Pfarrbrief vom 03.08.2003:
Ob wir wollten oder nicht - immer waren wir dabei. Wann wir auch in den vergangenen Wochen das Fernsehen einschalten mochten, unbarmherzig wurden wir in den härtesten sportlichen Wettkampf hineingezogen. Anders als beim Boxen, bei dem man den Gegner kampfunfähig schlagen muss, um zum Sieg zu kommen, wird beim Radsport der Kampf gegen sich selbst geführt. Jeder Teilnehmer der Tour de France steht unter dem selben Gesetz: Unsagbare Schmerzen ertragen. Die Lippen wurden zerbissen, um mit den Schmerzen der Erschöpfung, des Durstes, der Kraftlosigkeit oder der Muskeln fertig zu werden. Aber „wenn ich abends am Telefon das Baby schreien höre, sind alle Schmerzen weg“, sagte Jan Ullrich.

Da das Leben wie eine Tour de France sein kann, lohnt sich ein Rückblick auf dieses weltbekannte Radrennen. Zum Glück besteht unsere Tour de France nicht nur aus Strapaze, Entbehrung und totalem Einsatz. Uns bleiben Möglichkeiten der Erholung, Entspannung und der Ferien. Manchmal machen die Rennfahrer diese Erfahrung, wenn sie bergab rasen; dann kommt aber sofort wieder die Jagd nach Sekunden hinzu. Was uns mit den Radprofis verbindet, ist das Leid, das überraschend in unser Leben treten kann. Auch der Sieger der Tour de France, Lance Armstrong, blieb davon nicht verschont. Wer würde ahnen, dass dieser Ausnahmesportler, von dem sein Rivale Jan Ullrich sagte, „Lance muss gewinnen, ich kann gewinnen“, von schweren Operationen an seinem Leib gezeichnet ist. 14 Tumore wurden ihm an Schädel, Brust und Unterleib entfernt.
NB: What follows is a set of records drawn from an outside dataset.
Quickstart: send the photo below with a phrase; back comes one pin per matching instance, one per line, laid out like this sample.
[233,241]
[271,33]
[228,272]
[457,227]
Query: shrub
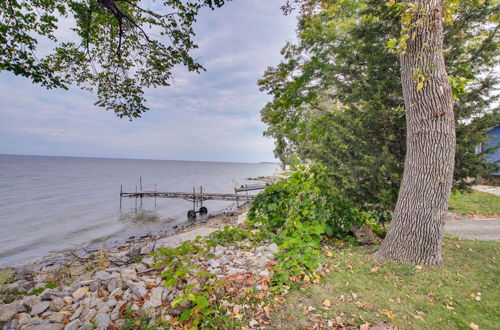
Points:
[298,213]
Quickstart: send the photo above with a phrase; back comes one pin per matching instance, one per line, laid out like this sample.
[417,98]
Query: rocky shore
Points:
[90,295]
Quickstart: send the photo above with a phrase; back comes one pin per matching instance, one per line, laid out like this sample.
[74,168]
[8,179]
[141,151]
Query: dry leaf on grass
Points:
[473,326]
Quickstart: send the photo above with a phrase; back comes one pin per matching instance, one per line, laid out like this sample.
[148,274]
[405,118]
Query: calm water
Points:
[49,204]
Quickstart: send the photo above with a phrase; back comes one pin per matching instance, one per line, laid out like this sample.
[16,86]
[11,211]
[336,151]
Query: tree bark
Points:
[416,230]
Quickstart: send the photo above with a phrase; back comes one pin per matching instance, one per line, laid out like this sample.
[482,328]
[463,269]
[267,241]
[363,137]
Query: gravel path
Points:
[488,189]
[482,229]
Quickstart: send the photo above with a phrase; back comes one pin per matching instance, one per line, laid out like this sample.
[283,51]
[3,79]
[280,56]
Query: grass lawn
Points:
[476,203]
[359,289]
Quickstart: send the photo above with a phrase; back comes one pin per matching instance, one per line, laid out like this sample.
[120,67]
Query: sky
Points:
[213,116]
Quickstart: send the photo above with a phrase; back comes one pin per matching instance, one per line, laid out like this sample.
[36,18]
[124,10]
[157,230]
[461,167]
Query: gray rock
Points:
[76,314]
[111,303]
[115,283]
[7,312]
[134,251]
[101,275]
[138,288]
[156,297]
[273,248]
[233,271]
[79,293]
[214,263]
[140,268]
[102,320]
[23,318]
[128,274]
[47,294]
[262,261]
[94,286]
[219,250]
[74,325]
[116,292]
[30,301]
[56,304]
[147,249]
[40,307]
[88,314]
[67,300]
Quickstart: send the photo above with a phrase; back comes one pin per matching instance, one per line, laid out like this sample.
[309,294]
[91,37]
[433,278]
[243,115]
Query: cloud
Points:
[209,116]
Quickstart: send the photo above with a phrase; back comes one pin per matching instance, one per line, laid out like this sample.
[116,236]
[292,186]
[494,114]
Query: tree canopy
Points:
[116,48]
[337,94]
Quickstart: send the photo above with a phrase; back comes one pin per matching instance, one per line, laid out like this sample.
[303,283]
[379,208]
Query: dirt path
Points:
[481,229]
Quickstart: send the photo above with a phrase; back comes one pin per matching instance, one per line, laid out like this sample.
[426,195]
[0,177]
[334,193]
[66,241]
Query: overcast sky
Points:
[213,116]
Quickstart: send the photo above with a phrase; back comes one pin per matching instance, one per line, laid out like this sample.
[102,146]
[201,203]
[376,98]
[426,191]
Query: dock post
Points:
[201,197]
[194,199]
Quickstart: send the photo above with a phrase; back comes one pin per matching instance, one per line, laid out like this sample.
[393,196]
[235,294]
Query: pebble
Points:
[56,304]
[97,300]
[40,307]
[7,312]
[138,288]
[57,317]
[68,300]
[74,325]
[80,292]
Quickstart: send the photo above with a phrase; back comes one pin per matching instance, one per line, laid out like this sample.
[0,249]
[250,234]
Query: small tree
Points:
[416,229]
[118,47]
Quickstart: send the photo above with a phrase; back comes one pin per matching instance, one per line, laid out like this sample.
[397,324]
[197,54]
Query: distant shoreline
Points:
[140,159]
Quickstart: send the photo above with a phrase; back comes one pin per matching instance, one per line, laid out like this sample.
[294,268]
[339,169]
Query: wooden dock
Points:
[203,196]
[196,197]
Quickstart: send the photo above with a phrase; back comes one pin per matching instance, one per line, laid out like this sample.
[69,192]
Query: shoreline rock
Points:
[99,298]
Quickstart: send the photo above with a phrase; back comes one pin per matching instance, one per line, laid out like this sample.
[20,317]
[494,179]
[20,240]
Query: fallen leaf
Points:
[473,326]
[365,326]
[389,314]
[266,311]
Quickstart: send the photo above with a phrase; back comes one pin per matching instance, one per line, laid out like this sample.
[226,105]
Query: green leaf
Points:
[201,301]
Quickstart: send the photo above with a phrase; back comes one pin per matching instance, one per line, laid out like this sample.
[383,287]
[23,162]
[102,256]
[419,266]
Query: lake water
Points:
[49,204]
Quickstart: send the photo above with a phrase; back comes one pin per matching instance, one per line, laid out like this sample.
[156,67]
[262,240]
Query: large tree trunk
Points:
[416,230]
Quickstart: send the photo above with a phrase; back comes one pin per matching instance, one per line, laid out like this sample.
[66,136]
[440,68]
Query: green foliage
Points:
[196,301]
[229,235]
[461,293]
[297,213]
[337,95]
[475,203]
[117,48]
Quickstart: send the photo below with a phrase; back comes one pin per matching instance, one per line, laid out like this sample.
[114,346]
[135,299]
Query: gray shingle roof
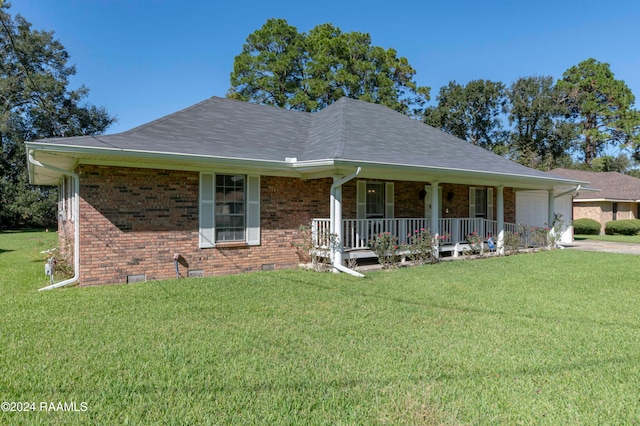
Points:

Nach diesem Kampf um Leben und Tod kehrte er 1998 in die Arena zurück und gewann 5 mal hintereinander die Tour de France. Am Beginn seiner Chemotherapie sagte er: „Ich wollte dem Krebs die Beine ausreißen.“ Wie wichtig der Lebenswille für den Sieg über eine Krankheit sein kann! Das ist der Glaube an sich selbst.

Gegen einen solchen Rivalen anzutreten, ist eine riesige Herausforderung. Der deutsche Rennfahrer Jan Ullrich hat sich ihr gestellt. Wie gern hätte er diesen Konkurrenten besiegt. Sekundenweise konnte er sich an Armstrong herankämpfen. Da bietet sich ihm in der 15. Etappe eine überraschende Chance. Lance Armstrong stürzt mit seinem Rad. Währen der Profi am Boden liegt, hätte Ullrich ihm davonfahren können. Weitere Sekunden wären zu gewinnen gewesen. Aber Ullrich nutzt seinen Vorteil nicht aus; er bleibt neben dem Gestürzten, wartet bis er wieder aufgestiegen ist und fährt erst dann weiter.

„Obwohl es um den Gesamtsieg geht, geht für mich die Fairness vor“, sagte Jan Ullrich. Und die großen Zeitungen der Welt loben diese Haltung im Duell der beiden Spitzenfahrer. „Armstrong hat nach einer großen Vorführung seiner Kraft den Sieg errungen. Der wahre Held aber ist Ullrich“, schreibt El Mundo. Das ist der Glaube an den Mitmenschen.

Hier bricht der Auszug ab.